Wir brauchen mehr Sichtbarkeit von Menschen außerhalb der Norm, gerade in populären Medien wie dem Fernsehen. Und zwar dann, wenn man auch viele Zuschauer erreichen kann. In Zeiten zunehmender Trans- und Homofeindlichkeit ist dies besonders wichtig. Vorurteile und negative Einstellungen reduziert man am effektivsten durch Kontakt zu jenen, die man abwertet. Das ist in sozialpsychologischen Studien gut belegt. Fernsehen kann diesen Kontakt niederschwellig herstellen. Dies passiert aber zu wenig, wie die Ergebnisse dieser und anderer Medienstudien seit Jahren offenlegen. Die Marginalisierung von queeren Menschen trägt dazu bei, ablehnende Haltungen ihnen gegenüber zu verstärken. Dass wir in 93,5 % aller Filmausstrahlungen in Deutschland überhaupt nicht vorkommen, ist beschämend - und beim öffentlich-rechtlichen Rundfunk inakzeptabel.

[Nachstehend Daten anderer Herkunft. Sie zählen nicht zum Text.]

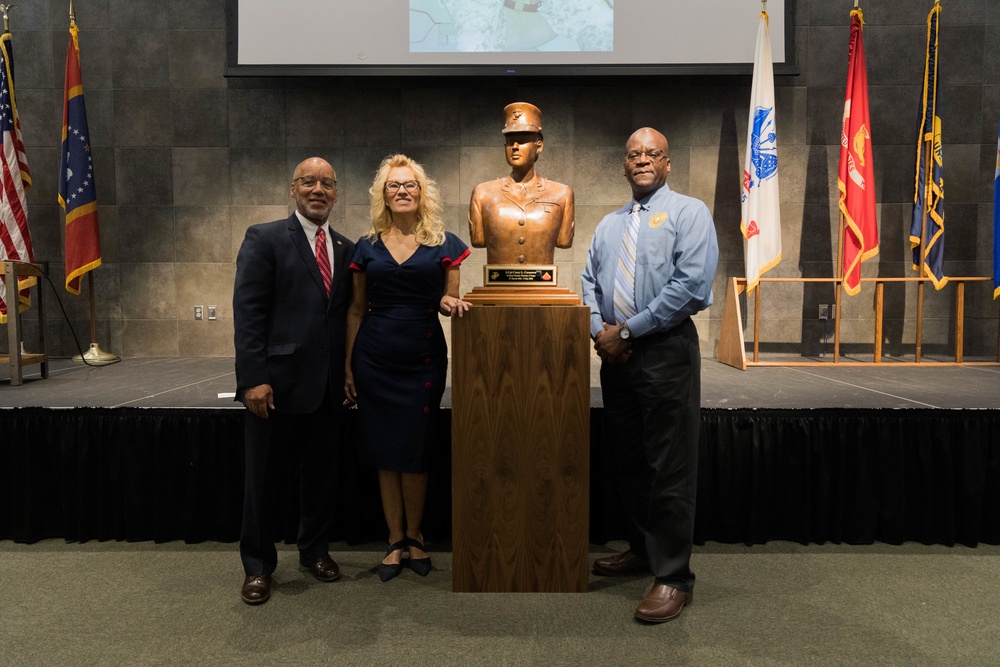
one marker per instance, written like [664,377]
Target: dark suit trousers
[313,442]
[652,420]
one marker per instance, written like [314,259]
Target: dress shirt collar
[310,227]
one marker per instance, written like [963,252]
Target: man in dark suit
[289,309]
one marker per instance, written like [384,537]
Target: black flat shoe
[421,566]
[387,571]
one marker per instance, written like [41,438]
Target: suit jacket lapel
[301,244]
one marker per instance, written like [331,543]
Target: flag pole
[95,355]
[922,269]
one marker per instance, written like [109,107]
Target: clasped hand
[610,346]
[452,306]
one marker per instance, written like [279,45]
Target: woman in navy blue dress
[405,273]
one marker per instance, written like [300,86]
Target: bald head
[647,162]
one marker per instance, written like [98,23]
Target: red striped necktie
[323,259]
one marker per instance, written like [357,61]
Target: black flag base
[95,356]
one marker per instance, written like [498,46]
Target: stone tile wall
[186,160]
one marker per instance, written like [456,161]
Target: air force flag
[761,223]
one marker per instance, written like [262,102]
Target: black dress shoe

© 2024 QUEERmdb/ Johannes Jarchow
* Queerfilme bezeichnet in dieser Studie die Kategorie von Filmen und Dokumentationen mit mindestens einer für die Handlung relevanten schwulen, lesbischen, bisexuellen, trans und/oder inter Figur, deren sexuelle Orientierung oder Geschlechtsidentität explizit thematisiert und nicht nur über Stereotype erkennbar ist. In der Kategorie LGBT-Filme steht die queere Thematik im Vordergrund.